Some messages were clean jokes and football talks with other men and women, too, but that was not my concern.

I was on the second, then third conversation and Joe was still either running errands to get his gala suit in place or taking a long shower. I was then on the fourth conversation and wondered where he got all the time for these chats, and then Joe walked in. Our eyes met. My heart skipped, and I nearly jumped on him to vent my anger.

Then something happened. I didn’t attend the planned dinner, and neither did Joe.

It was 9:23 p.m. when I came to and kept asking what had happened and where we were. The clinical white walls of the hospital room felt cold. The doctor had yet to diagnose me, but the beeping of the heart monitor revealed that I had developed high blood pressure. Joe was in tears, and I was more confused and disoriented. The phone was still in the other hand, whether staged or whatever.

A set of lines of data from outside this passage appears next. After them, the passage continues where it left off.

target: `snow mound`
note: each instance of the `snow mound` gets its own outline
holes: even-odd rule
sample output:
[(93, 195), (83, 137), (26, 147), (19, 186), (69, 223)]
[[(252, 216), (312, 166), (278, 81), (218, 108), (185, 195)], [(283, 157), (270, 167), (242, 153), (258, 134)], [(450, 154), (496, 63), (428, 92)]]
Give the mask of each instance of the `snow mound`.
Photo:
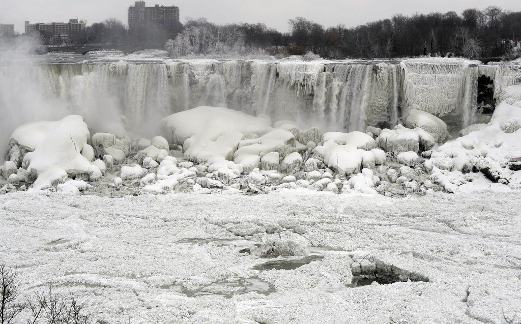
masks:
[(408, 167), (413, 167), (420, 161), (420, 157), (416, 152), (402, 152), (396, 156), (398, 163), (401, 163)]
[(272, 129), (268, 118), (206, 106), (174, 114), (161, 123), (170, 146), (182, 145), (185, 159), (207, 165), (232, 160), (240, 141)]
[(251, 253), (262, 258), (275, 258), (279, 256), (305, 255), (307, 253), (302, 244), (289, 240), (269, 238), (260, 246), (253, 246)]
[(322, 136), (322, 143), (326, 143), (330, 140), (333, 141), (341, 145), (353, 144), (357, 148), (365, 151), (370, 151), (376, 147), (375, 140), (371, 136), (362, 132), (355, 131), (350, 133), (329, 132)]
[[(55, 185), (60, 170), (67, 175), (86, 175), (91, 166), (90, 161), (81, 154), (90, 153), (87, 141), (90, 134), (83, 118), (71, 115), (57, 121), (39, 121), (22, 125), (17, 128), (11, 136), (10, 143), (17, 143), (33, 151), (30, 158), (24, 164), (32, 179), (50, 170), (42, 179), (35, 182), (33, 188), (45, 188)], [(10, 172), (4, 167), (4, 172)], [(61, 180), (59, 180), (61, 181)]]
[(420, 147), (427, 151), (436, 143), (432, 135), (425, 130), (419, 128), (410, 129), (402, 125), (398, 125), (394, 129), (382, 130), (376, 142), (379, 147), (395, 155), (409, 151), (417, 152)]
[(437, 143), (444, 141), (449, 135), (447, 124), (444, 121), (428, 113), (416, 109), (409, 110), (405, 119), (405, 127), (423, 129), (432, 135)]

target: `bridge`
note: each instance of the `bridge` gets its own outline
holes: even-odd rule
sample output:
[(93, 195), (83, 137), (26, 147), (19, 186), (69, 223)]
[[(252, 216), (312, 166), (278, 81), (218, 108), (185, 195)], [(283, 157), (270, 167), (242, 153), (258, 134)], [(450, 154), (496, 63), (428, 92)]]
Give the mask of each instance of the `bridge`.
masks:
[(144, 49), (165, 49), (164, 45), (89, 45), (47, 46), (47, 52), (65, 52), (84, 55), (94, 51), (119, 51), (126, 54), (131, 54)]

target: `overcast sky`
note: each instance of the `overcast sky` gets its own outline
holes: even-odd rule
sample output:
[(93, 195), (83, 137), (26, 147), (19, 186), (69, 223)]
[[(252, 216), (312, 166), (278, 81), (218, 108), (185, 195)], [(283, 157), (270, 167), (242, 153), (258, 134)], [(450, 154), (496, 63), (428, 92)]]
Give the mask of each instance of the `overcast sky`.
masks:
[[(0, 23), (15, 24), (23, 32), (23, 22), (87, 20), (89, 24), (115, 17), (127, 23), (127, 0), (0, 0)], [(467, 8), (483, 9), (493, 5), (504, 9), (521, 10), (519, 0), (154, 0), (158, 4), (180, 7), (181, 22), (187, 17), (204, 17), (218, 23), (263, 22), (281, 32), (287, 31), (288, 20), (305, 17), (326, 27), (348, 27), (402, 13), (454, 11)]]

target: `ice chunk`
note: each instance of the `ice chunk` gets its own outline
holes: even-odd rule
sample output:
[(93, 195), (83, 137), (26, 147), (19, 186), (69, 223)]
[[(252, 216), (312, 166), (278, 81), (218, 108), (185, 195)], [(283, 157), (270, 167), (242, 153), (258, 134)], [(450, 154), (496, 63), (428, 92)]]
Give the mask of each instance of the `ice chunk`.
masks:
[(151, 141), (151, 144), (157, 147), (158, 148), (162, 149), (166, 149), (168, 151), (170, 151), (170, 146), (168, 145), (168, 141), (166, 140), (166, 139), (163, 137), (162, 136), (156, 136), (155, 138), (152, 138), (152, 141)]
[(326, 133), (322, 136), (322, 142), (332, 140), (338, 144), (343, 145), (350, 144), (354, 145), (357, 148), (365, 151), (370, 151), (376, 147), (375, 140), (370, 136), (362, 132), (351, 132), (350, 133), (340, 133), (339, 132), (330, 132)]
[(416, 152), (412, 151), (402, 152), (398, 154), (396, 156), (396, 160), (398, 163), (401, 163), (404, 165), (409, 167), (415, 166), (420, 160), (420, 157)]
[(411, 129), (418, 127), (423, 129), (431, 134), (437, 143), (443, 142), (449, 135), (445, 122), (428, 113), (416, 109), (408, 112), (405, 126)]
[(125, 166), (121, 167), (121, 178), (124, 180), (139, 179), (144, 174), (143, 168), (140, 166)]
[(185, 159), (208, 165), (232, 159), (240, 141), (266, 134), (272, 129), (270, 123), (267, 118), (207, 106), (178, 113), (162, 120), (171, 146), (182, 145)]

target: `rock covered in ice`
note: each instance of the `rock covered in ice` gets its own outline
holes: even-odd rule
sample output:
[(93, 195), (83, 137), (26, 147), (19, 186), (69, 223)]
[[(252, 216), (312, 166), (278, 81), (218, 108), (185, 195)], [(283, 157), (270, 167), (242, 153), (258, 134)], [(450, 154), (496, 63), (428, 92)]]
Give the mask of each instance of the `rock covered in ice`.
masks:
[[(78, 115), (57, 121), (25, 124), (17, 128), (11, 135), (14, 141), (34, 149), (28, 166), (32, 178), (39, 177), (48, 170), (51, 171), (47, 176), (55, 174), (54, 170), (58, 169), (66, 173), (86, 173), (90, 161), (81, 152), (90, 138), (83, 118)], [(35, 182), (33, 188), (48, 188), (55, 180), (52, 176), (44, 177), (38, 183)]]
[(396, 156), (396, 160), (398, 163), (409, 167), (415, 166), (420, 161), (420, 157), (418, 156), (418, 153), (412, 151), (402, 152)]
[(369, 169), (363, 169), (359, 173), (351, 177), (348, 183), (351, 188), (356, 191), (366, 194), (376, 194), (376, 190), (373, 189), (375, 183), (373, 181), (374, 174)]
[(80, 191), (77, 188), (72, 184), (60, 183), (56, 186), (56, 191), (62, 193), (70, 195), (79, 195)]
[(263, 170), (279, 170), (280, 154), (279, 152), (270, 152), (260, 159), (260, 168)]
[(298, 152), (293, 152), (286, 155), (282, 160), (282, 171), (290, 172), (302, 166), (302, 157)]
[(139, 179), (143, 177), (144, 173), (143, 168), (139, 165), (124, 166), (121, 167), (120, 176), (123, 180), (128, 180)]
[(88, 173), (89, 173), (89, 181), (92, 182), (99, 181), (103, 175), (100, 168), (95, 164), (92, 164), (89, 167)]
[(394, 129), (382, 130), (376, 142), (379, 147), (395, 155), (409, 151), (417, 152), (420, 147), (426, 151), (436, 144), (434, 138), (425, 130), (419, 128), (410, 129), (402, 125)]
[(94, 149), (88, 144), (83, 146), (83, 148), (81, 150), (81, 155), (85, 157), (85, 158), (87, 159), (89, 162), (92, 162), (94, 160)]
[(17, 167), (19, 167), (21, 165), (23, 159), (23, 155), (20, 149), (20, 147), (17, 144), (11, 146), (7, 154), (7, 159), (14, 162)]
[(232, 160), (241, 140), (272, 129), (268, 118), (208, 106), (174, 114), (161, 122), (171, 146), (183, 145), (186, 159), (207, 165)]
[(7, 181), (11, 184), (18, 184), (20, 182), (20, 178), (16, 173), (13, 173), (7, 178)]
[(55, 187), (59, 183), (65, 182), (67, 177), (66, 171), (56, 166), (52, 166), (38, 175), (38, 179), (33, 183), (32, 189), (41, 190)]
[(241, 141), (239, 148), (233, 154), (233, 160), (237, 163), (248, 156), (264, 156), (271, 152), (278, 152), (283, 158), (288, 154), (296, 151), (295, 148), (295, 136), (288, 131), (276, 129), (260, 137)]
[(411, 109), (407, 113), (405, 126), (408, 128), (423, 129), (432, 135), (434, 141), (441, 143), (449, 136), (447, 124), (441, 119), (426, 111)]
[(152, 169), (152, 168), (157, 168), (159, 166), (159, 164), (152, 158), (150, 156), (147, 156), (145, 158), (143, 159), (142, 165), (143, 165), (143, 168), (145, 168), (146, 169)]
[(2, 176), (7, 179), (11, 175), (16, 174), (18, 171), (18, 168), (16, 166), (16, 164), (13, 161), (6, 161), (4, 163), (2, 170)]
[[(167, 142), (167, 144), (168, 144), (168, 142)], [(137, 143), (135, 143), (135, 147), (137, 147), (138, 151), (141, 151), (142, 149), (146, 148), (151, 145), (152, 145), (152, 141), (141, 138), (138, 140)]]
[(385, 151), (379, 148), (373, 148), (371, 152), (375, 155), (375, 164), (376, 165), (383, 165), (386, 164), (387, 158)]
[(322, 143), (326, 143), (330, 140), (341, 145), (352, 144), (357, 148), (365, 151), (370, 151), (376, 147), (375, 140), (370, 136), (362, 132), (351, 132), (350, 133), (329, 132), (326, 133), (322, 136)]
[(482, 130), (487, 127), (487, 124), (474, 124), (460, 131), (460, 136), (468, 135), (472, 132)]
[(364, 152), (366, 151), (357, 148), (354, 144), (341, 145), (333, 140), (313, 149), (314, 157), (323, 160), (326, 165), (340, 173), (348, 175), (360, 171)]
[(168, 141), (166, 139), (162, 136), (156, 136), (153, 138), (151, 141), (151, 145), (157, 147), (160, 149), (165, 149), (167, 151), (170, 151), (170, 146), (168, 145)]
[(114, 185), (117, 188), (123, 185), (123, 180), (119, 177), (117, 177), (113, 179), (113, 182), (114, 183)]
[(375, 127), (374, 126), (367, 126), (367, 128), (366, 130), (366, 133), (370, 133), (376, 137), (380, 136), (380, 133), (381, 132), (381, 129), (378, 128), (377, 127)]
[(251, 253), (262, 258), (275, 258), (279, 256), (305, 255), (307, 253), (302, 244), (289, 240), (268, 238), (260, 246), (253, 246)]
[(0, 194), (10, 192), (16, 192), (16, 187), (15, 187), (13, 184), (8, 183), (2, 188), (0, 188)]
[(107, 166), (105, 165), (105, 162), (98, 159), (92, 162), (91, 164), (97, 167), (97, 168), (101, 171), (102, 175), (105, 176), (107, 172)]

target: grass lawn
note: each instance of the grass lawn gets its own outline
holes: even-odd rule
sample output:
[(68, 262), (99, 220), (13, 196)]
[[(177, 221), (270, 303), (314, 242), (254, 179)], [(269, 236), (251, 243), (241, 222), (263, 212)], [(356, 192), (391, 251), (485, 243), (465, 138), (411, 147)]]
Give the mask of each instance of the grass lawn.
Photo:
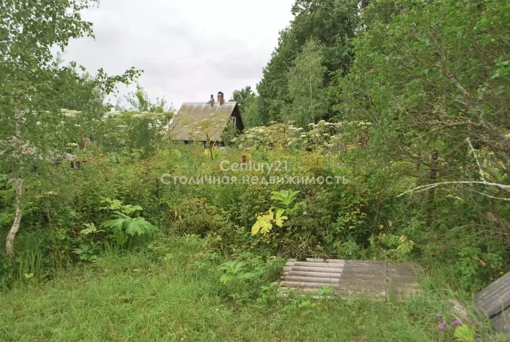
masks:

My Joe was very bad at explaining everything. He got defeated and kept silent when confronted. Here he was at it again, failing to finally explain not who Janet was, but who himself was beyond what I thought of him.

But as I gathered my thoughts, the truth dawned on me like a sun breaking through storm clouds. His overprotectiveness wasn’t about hiding other women I thought I was competing with, but about shielding me from my wild, untamed jealousy which would kill me. He loved me, but most of all loved himself and things that brought him joy. He only never wanted the two to mix.